When Past is Not Even Past


by Mikhail Iossel

This comment is a response to the statement recently published by the Lithuanian Human Rights Association (LHRA).

What’s genuinely sad, with regard to the pathetic document in question — among other things of similar revealing character, to be sure — is the realization that none of those self-sufficient, accomplished, educated, and supposedly respectable people, the LHRA leadership, are likely to exist in a vacuum. They are surrounded by the concentric circles of friends, colleagues, students… fellow human-rights (!) activists — presumably, at least to some significant extent, sharing their views on those vile and treacherous, kinless-cosmopolite Jews’ international conspiracy to humiliate Lithuania by, you know, constantly guilt-tripping and browbeating the poor little innocent freedom-loving country into remembering and finishing the unpleasant business of accounting for this one, admittedly unfortunate, event of past long gone.

Of course, if there were one place in Europe where William Faulkner’s famous dictum, “The past is not dead.

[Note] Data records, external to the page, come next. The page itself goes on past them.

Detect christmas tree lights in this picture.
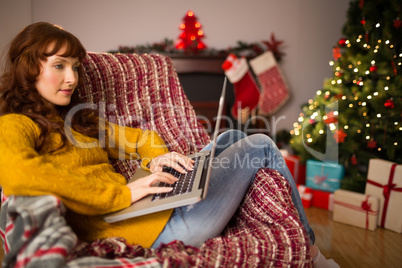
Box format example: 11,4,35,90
290,0,402,192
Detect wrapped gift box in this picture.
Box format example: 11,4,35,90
297,185,313,208
312,189,334,211
285,155,306,185
365,159,402,233
306,159,345,192
333,189,379,231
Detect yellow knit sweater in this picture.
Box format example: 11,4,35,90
0,114,171,248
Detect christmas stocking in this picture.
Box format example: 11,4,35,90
249,51,290,115
221,54,260,121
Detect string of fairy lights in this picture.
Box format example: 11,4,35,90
290,19,401,154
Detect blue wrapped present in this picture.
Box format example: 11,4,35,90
306,159,345,192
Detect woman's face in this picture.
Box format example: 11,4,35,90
35,45,80,107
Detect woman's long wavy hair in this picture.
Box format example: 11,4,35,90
0,22,99,153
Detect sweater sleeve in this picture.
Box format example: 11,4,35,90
103,121,169,170
0,114,131,215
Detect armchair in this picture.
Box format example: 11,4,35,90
0,52,312,267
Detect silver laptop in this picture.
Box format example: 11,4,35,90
104,77,227,223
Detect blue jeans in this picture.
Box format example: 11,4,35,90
152,130,315,248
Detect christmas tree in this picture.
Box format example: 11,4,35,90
290,0,402,192
175,11,207,53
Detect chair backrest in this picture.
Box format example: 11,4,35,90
78,52,210,180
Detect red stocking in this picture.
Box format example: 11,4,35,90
222,54,260,121
249,51,290,116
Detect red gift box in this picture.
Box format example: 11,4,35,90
297,185,313,208
312,189,334,211
284,155,306,185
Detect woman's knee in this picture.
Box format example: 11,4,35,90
216,129,247,148
220,129,247,140
243,133,276,150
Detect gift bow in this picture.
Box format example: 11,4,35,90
361,196,373,229
314,175,328,185
361,198,371,211
298,186,313,200
367,180,399,199
383,183,397,200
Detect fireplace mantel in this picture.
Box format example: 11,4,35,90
168,55,225,74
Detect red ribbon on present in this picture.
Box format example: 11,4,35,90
334,195,377,229
367,163,402,228
361,196,372,229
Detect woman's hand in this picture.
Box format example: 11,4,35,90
126,172,178,204
148,152,194,173
127,152,194,204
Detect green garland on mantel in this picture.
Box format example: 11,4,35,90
108,34,284,61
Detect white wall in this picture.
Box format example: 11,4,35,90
0,0,32,72
1,0,350,131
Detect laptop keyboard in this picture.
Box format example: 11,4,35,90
152,156,201,201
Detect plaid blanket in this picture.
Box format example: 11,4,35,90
1,169,312,267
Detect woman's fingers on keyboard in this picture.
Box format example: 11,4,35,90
161,153,194,173
169,161,190,173
153,171,178,184
127,172,177,203
149,152,194,173
172,152,194,171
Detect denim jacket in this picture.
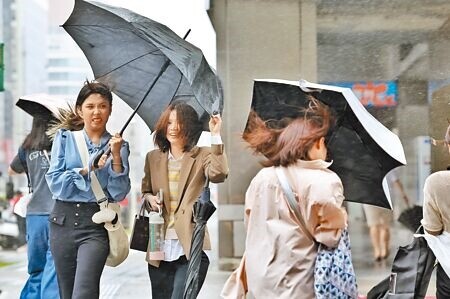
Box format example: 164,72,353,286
45,129,131,202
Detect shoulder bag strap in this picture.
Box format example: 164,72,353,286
72,130,107,203
275,167,315,242
18,147,32,193
25,172,32,193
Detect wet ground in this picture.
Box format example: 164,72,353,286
0,219,437,298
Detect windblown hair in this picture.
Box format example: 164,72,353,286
47,105,84,139
153,102,202,153
47,80,112,139
23,117,56,151
243,97,334,167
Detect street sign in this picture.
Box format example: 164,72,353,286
325,81,398,108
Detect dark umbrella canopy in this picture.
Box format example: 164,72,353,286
245,79,407,209
183,185,216,299
398,205,423,232
63,0,223,131
17,94,74,120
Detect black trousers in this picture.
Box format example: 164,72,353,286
437,263,450,299
49,201,109,299
148,252,210,299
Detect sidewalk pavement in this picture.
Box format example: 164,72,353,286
0,249,228,299
0,220,438,298
350,219,436,298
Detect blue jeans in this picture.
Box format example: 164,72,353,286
20,215,59,299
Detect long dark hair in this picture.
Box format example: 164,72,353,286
243,97,334,167
47,80,113,137
153,102,202,153
22,117,56,151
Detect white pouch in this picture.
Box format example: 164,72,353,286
13,193,31,218
419,231,450,278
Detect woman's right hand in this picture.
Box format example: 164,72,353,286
209,114,222,136
143,193,161,211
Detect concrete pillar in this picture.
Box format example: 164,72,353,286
396,79,429,204
430,85,450,171
209,0,317,269
429,22,450,172
300,0,317,82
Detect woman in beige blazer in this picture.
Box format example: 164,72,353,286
141,102,228,298
222,97,347,299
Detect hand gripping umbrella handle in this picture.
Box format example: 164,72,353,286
92,148,109,168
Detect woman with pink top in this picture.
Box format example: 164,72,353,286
222,97,348,298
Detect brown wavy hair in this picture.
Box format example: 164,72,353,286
153,102,202,152
243,96,334,167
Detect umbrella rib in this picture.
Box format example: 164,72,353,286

It isn’t even past” could summarize the entirety of the local societal atmosphere, Lithuania would be that place.

Neither would it be a plausible assumption that the haplessly outspoken Mr Stankeras — until recently, a valued “government specialist” — could be alone among all of his friends and colleagues and sundry associates in believing the Holocaust to be a “legend” and the Nuremberg trial a “sham” (a stunning statement indeed, to be made by a supposed historian in a country with the dismal distinction of coming the closest in Europe to realizing in full Hitler’s vision of the “final solution” to “the Jewish question”).

One could, on some level, even sympathize with Mr Stankeras’s plight: it must indeed be easy for one to lose the proper perspective on the boundaries of the acceptable in the rather schizophrenic environment of antisemitic sentiment’s being winked at in the domestic political arena and excoriated with the furrowed brow of righteous indignation for the high-minded international community’s consumption; easy to commit a momentary lapse in judgment, by losing sight as to why it may not be admissible (apparently, this has something to do with Lithuania’s now being an EU member?) to state in public format that which is being said quite matter-of-factly in any number of private conversations he doubtless has on a regular basis, at dinner parties and such. Of course Jews are out to harm Lithuania: that’s not even a question!

How many of those Mr. Stankerases, both more and infinitely less savvy than he is, are out there, in the Lithuanian society at large? Probably quite a few, rather a massive number, for a very small country gripped by the incessant economic hardship and the attendant apathy and bitterness — a country fairly bleeding its younger generation, deeply uncertain about its future and struggling for a sense of identity, stuck in the psychological posture of stubborn resentful crouch and profound distrust of the vile, demonic “other”.

Mikhail Iossel, professor at Concordia University in Montreal, is director of Summer Literary Seminars and founder of the Litvak Studies Institute.